© JUNGE FREIHEIT Verlag GmbH & Co. KG www.jungefreiheit.de 32/20 / 31. Juli 2020

Der Flaneur
A wie Auswandern
Gil Barkei

Vor dem verrauchten Sportwetten-Café sitzen die üblichen Verdächtigen: ältere biertrinkende deutsche Männer und junge, meist ausländische Colatrinker. Dann plötzlich ein bekanntes Gesicht: ein alter deutsch-polnischer Freund aus der Schulzeit.

„Lange nicht gesehen“, sage ich verwundert. „Ich dachte, du wolltest zu deiner Schwester nach Neuseeland auswandern.“ „Das hat doch nicht funktioniert, die sind nicht so locker wie hier“, bekomme ich als Antwort, und ich muß wieder an den ganzen Terz und die damit verbundenen Kosten damals denken. Seine Schwester mußte einen Englischtest bestehen, erst einen Job finden und hin und her fliegen, bis alles geklappt hatte.

Allein vier Bekannte hat es in die Schweiz verschlagen.

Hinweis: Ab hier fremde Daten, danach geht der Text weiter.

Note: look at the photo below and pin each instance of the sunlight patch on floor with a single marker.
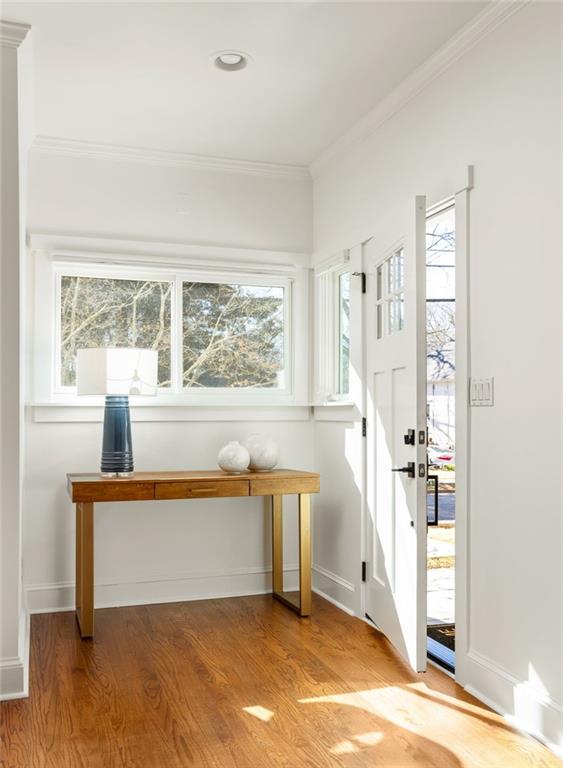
(260, 712)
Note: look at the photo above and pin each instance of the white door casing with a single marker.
(395, 400)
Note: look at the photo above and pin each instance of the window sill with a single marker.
(94, 412)
(337, 411)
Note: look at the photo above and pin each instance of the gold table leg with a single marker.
(300, 603)
(85, 568)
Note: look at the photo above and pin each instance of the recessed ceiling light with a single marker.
(231, 61)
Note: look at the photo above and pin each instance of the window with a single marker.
(110, 312)
(216, 336)
(233, 335)
(344, 333)
(390, 294)
(332, 330)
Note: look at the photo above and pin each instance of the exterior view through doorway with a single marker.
(441, 485)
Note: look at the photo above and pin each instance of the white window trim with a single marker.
(52, 255)
(327, 330)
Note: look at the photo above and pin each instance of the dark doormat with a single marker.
(443, 634)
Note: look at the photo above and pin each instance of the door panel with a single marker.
(395, 356)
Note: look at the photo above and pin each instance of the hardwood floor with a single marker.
(242, 682)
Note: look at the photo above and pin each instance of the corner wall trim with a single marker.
(14, 671)
(334, 577)
(54, 145)
(470, 35)
(12, 34)
(166, 588)
(522, 705)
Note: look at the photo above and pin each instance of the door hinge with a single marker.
(363, 276)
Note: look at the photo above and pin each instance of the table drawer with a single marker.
(120, 489)
(201, 489)
(274, 486)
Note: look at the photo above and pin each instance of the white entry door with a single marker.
(395, 357)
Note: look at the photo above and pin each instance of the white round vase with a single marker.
(263, 453)
(233, 458)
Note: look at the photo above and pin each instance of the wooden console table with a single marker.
(86, 490)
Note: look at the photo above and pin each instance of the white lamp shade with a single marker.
(116, 371)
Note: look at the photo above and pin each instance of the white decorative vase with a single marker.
(263, 453)
(233, 458)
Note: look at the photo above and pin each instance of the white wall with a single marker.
(150, 552)
(498, 108)
(129, 200)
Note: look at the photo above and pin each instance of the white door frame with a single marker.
(462, 422)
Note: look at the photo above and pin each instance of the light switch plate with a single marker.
(481, 392)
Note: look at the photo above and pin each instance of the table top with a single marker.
(152, 485)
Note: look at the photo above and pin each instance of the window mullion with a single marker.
(178, 334)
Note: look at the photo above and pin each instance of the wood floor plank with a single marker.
(243, 683)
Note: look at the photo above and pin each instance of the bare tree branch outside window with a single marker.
(109, 312)
(440, 315)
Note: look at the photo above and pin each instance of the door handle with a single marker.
(409, 469)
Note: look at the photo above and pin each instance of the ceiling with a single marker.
(142, 74)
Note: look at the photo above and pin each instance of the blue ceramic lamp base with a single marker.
(117, 446)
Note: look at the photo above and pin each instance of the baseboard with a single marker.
(142, 590)
(334, 602)
(334, 588)
(522, 705)
(14, 671)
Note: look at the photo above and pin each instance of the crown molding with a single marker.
(462, 42)
(12, 34)
(74, 148)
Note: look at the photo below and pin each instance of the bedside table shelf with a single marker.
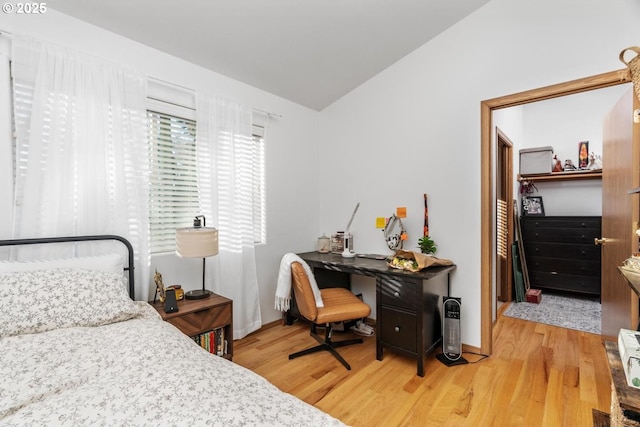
(197, 318)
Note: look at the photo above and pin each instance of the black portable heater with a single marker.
(451, 341)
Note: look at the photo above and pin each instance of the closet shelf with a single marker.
(561, 176)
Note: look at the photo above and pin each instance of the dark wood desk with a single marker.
(408, 305)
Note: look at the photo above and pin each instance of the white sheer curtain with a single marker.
(81, 149)
(225, 174)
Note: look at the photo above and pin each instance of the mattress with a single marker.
(136, 371)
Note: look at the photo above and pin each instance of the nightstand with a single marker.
(208, 321)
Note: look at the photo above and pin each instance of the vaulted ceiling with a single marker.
(311, 52)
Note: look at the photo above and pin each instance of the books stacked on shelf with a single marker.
(213, 341)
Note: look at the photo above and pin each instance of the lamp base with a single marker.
(197, 294)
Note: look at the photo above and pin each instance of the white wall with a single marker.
(291, 167)
(412, 129)
(415, 127)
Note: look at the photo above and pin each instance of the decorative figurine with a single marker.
(157, 278)
(557, 167)
(583, 154)
(595, 162)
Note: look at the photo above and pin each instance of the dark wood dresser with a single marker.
(561, 254)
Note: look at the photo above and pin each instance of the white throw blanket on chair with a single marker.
(283, 289)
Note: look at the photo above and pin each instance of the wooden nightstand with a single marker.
(202, 319)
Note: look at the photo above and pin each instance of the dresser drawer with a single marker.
(561, 235)
(565, 282)
(562, 222)
(398, 329)
(394, 293)
(564, 266)
(586, 252)
(203, 320)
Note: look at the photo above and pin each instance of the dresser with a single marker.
(561, 254)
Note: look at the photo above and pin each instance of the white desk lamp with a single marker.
(197, 242)
(346, 253)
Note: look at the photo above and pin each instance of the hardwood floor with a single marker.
(539, 375)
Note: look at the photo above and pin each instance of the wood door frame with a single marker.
(507, 176)
(487, 192)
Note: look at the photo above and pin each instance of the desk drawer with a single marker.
(398, 329)
(392, 292)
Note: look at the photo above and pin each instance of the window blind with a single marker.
(501, 219)
(174, 191)
(259, 202)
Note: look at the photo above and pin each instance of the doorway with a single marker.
(504, 218)
(487, 176)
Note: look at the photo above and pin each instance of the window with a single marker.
(173, 200)
(259, 205)
(174, 197)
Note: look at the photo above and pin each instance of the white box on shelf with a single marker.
(536, 160)
(629, 348)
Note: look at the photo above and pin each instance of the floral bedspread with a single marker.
(137, 372)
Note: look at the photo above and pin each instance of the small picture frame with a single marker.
(532, 206)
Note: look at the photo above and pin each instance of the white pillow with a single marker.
(43, 300)
(110, 263)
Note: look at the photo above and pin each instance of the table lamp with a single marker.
(197, 242)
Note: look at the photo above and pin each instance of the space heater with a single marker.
(451, 338)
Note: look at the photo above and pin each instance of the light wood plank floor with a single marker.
(539, 375)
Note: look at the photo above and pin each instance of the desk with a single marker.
(408, 305)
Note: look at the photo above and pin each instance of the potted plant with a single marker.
(427, 245)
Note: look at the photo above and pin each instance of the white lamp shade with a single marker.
(196, 242)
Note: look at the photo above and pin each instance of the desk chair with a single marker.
(339, 305)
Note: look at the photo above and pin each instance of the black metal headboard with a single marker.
(129, 267)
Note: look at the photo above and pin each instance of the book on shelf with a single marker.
(212, 341)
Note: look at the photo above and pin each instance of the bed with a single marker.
(77, 350)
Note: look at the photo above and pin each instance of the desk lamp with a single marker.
(197, 242)
(347, 253)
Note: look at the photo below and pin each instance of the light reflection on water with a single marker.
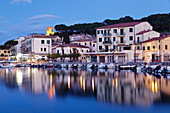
(123, 87)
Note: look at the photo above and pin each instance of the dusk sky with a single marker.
(22, 17)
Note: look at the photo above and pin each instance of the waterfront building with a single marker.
(86, 42)
(79, 37)
(150, 49)
(4, 54)
(71, 49)
(126, 39)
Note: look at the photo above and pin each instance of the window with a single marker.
(45, 49)
(114, 30)
(166, 46)
(148, 47)
(101, 31)
(130, 37)
(100, 39)
(126, 48)
(114, 38)
(130, 29)
(100, 47)
(48, 41)
(98, 32)
(42, 41)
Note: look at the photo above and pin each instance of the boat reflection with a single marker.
(124, 87)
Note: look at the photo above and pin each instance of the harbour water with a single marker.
(25, 90)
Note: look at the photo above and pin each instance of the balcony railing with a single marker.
(121, 34)
(138, 42)
(119, 42)
(104, 50)
(107, 42)
(107, 34)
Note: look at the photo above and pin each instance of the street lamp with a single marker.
(160, 48)
(113, 50)
(90, 51)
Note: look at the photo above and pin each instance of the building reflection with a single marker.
(124, 87)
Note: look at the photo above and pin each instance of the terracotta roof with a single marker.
(142, 32)
(72, 45)
(153, 39)
(120, 25)
(83, 40)
(33, 36)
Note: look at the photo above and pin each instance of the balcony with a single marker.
(121, 34)
(104, 50)
(138, 42)
(107, 42)
(107, 34)
(120, 43)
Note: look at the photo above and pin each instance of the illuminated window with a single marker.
(148, 47)
(130, 29)
(42, 41)
(166, 46)
(100, 39)
(45, 49)
(48, 41)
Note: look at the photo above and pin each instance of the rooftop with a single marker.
(142, 32)
(120, 25)
(72, 45)
(154, 39)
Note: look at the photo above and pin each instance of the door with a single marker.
(166, 58)
(121, 59)
(121, 39)
(102, 58)
(121, 31)
(106, 48)
(153, 57)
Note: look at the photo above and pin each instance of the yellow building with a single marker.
(50, 31)
(150, 49)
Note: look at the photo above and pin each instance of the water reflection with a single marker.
(123, 87)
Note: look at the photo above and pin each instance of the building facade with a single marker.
(151, 52)
(124, 40)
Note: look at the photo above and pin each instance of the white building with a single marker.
(39, 45)
(86, 42)
(124, 37)
(73, 48)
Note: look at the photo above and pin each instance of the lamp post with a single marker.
(70, 51)
(160, 48)
(113, 51)
(90, 51)
(135, 46)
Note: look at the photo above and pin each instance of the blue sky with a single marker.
(22, 17)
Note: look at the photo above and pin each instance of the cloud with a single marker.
(43, 17)
(20, 1)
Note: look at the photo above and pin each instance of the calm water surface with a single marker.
(32, 90)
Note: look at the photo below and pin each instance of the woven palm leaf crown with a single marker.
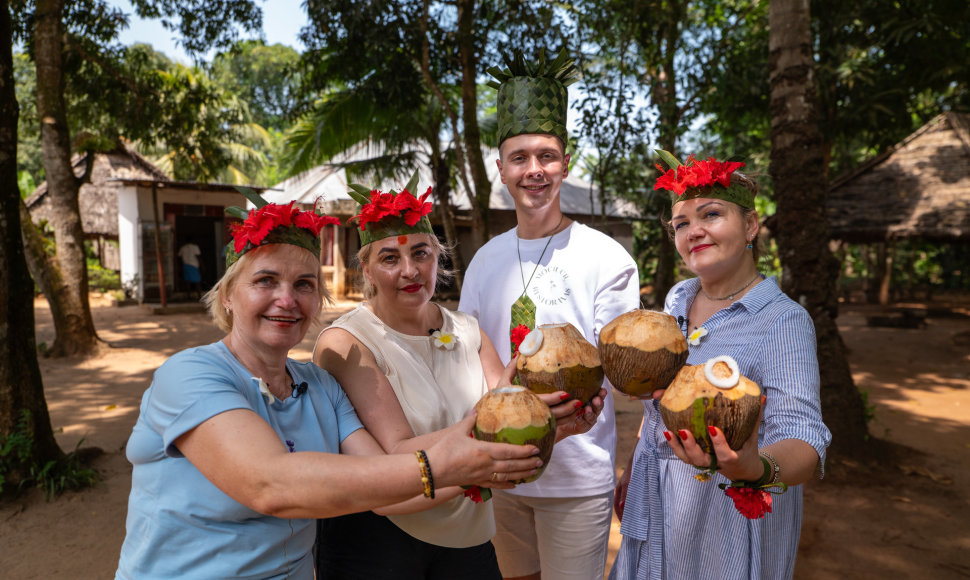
(708, 178)
(533, 98)
(271, 223)
(392, 213)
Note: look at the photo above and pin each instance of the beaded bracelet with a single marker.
(426, 477)
(771, 471)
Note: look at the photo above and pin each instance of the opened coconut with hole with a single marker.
(557, 357)
(641, 351)
(714, 393)
(514, 414)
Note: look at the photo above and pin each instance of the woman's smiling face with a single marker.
(403, 268)
(711, 235)
(276, 297)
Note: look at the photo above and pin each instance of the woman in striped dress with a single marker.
(675, 526)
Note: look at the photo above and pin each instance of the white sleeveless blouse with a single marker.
(436, 388)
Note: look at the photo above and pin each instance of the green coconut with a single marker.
(693, 402)
(514, 414)
(564, 361)
(642, 351)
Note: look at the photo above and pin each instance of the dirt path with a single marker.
(906, 520)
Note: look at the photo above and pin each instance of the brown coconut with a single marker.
(565, 361)
(642, 351)
(691, 402)
(514, 414)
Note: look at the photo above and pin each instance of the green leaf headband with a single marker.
(272, 223)
(708, 178)
(383, 215)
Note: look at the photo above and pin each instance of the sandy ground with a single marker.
(900, 519)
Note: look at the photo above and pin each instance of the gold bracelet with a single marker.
(775, 470)
(426, 478)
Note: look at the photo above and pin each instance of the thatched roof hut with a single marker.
(918, 189)
(98, 199)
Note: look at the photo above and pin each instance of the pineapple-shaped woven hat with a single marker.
(392, 213)
(532, 98)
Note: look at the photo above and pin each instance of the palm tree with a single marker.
(809, 271)
(387, 144)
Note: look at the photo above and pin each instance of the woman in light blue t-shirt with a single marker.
(237, 447)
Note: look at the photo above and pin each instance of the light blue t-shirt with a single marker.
(179, 524)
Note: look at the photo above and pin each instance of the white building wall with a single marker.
(129, 238)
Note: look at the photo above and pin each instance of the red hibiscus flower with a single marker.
(696, 173)
(517, 336)
(403, 205)
(262, 221)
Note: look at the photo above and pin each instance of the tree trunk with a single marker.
(809, 271)
(663, 92)
(469, 117)
(43, 268)
(21, 386)
(886, 254)
(79, 336)
(442, 191)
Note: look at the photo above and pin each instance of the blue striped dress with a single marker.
(676, 527)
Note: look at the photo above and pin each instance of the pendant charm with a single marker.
(523, 312)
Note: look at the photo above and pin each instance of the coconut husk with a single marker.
(642, 351)
(514, 414)
(691, 402)
(565, 361)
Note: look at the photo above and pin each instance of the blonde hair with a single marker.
(444, 276)
(215, 299)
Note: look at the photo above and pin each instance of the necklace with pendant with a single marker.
(524, 309)
(732, 294)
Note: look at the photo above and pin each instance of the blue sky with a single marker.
(282, 20)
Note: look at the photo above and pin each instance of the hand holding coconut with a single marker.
(557, 363)
(707, 402)
(480, 461)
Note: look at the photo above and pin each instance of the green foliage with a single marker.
(883, 68)
(25, 183)
(267, 78)
(102, 279)
(54, 477)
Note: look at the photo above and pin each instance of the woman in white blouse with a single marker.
(412, 368)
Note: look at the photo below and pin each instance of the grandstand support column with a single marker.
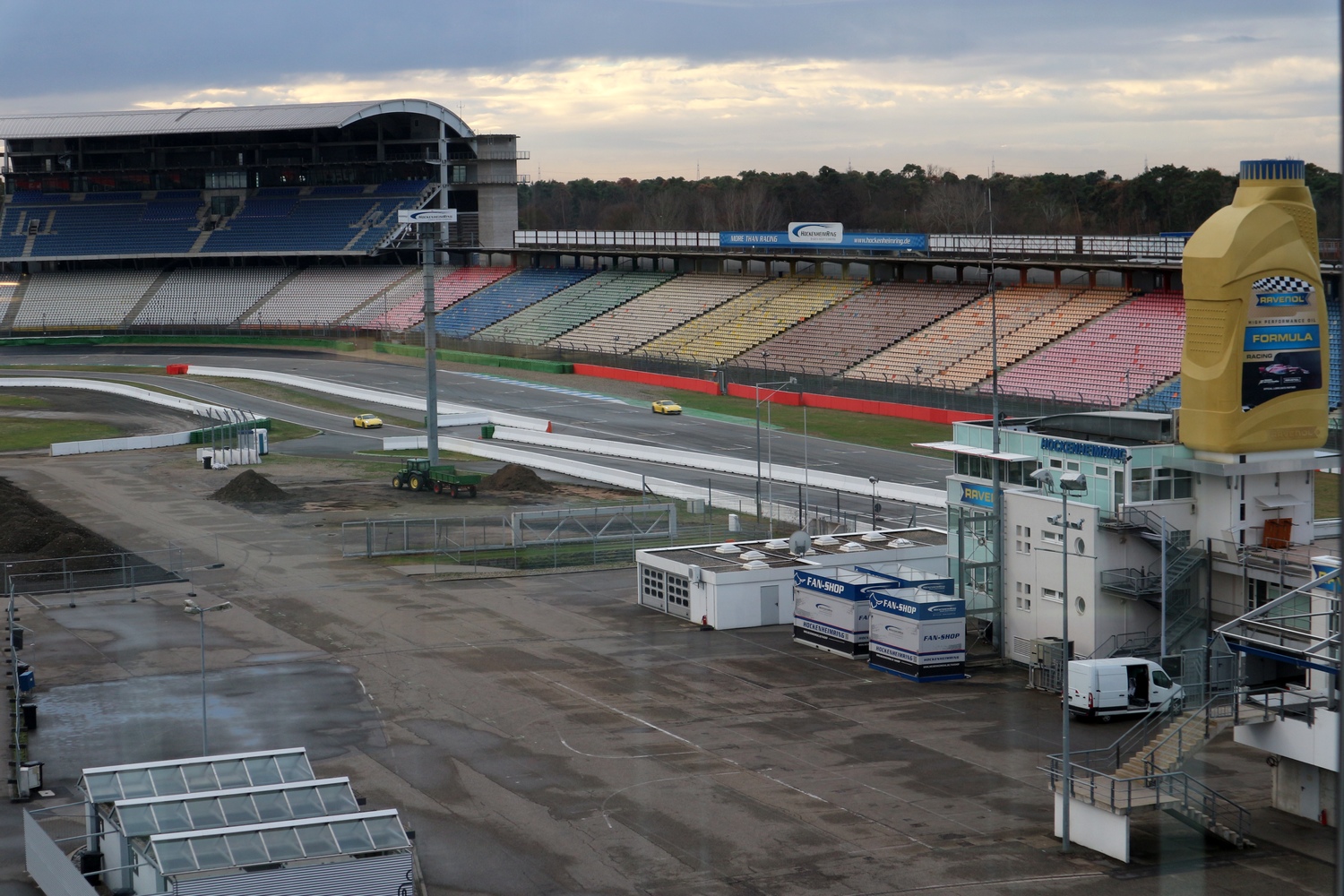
(430, 358)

Von ähnlichen Erfahrungen hatte mir erst vor wenigen Tagen eine Studienfreundin erzählt, die nach Australien auswandern will, weil ihr Verlobter dort herkommt. Ein Partnervisum koste wohl aber „mehrere tausend Euro mit dem ganzen Papierkram“, und die prüften dort „richtig hart“, warum sie immer „eine Krise“ bekomme, wenn sie hier die Nachrichten sehe.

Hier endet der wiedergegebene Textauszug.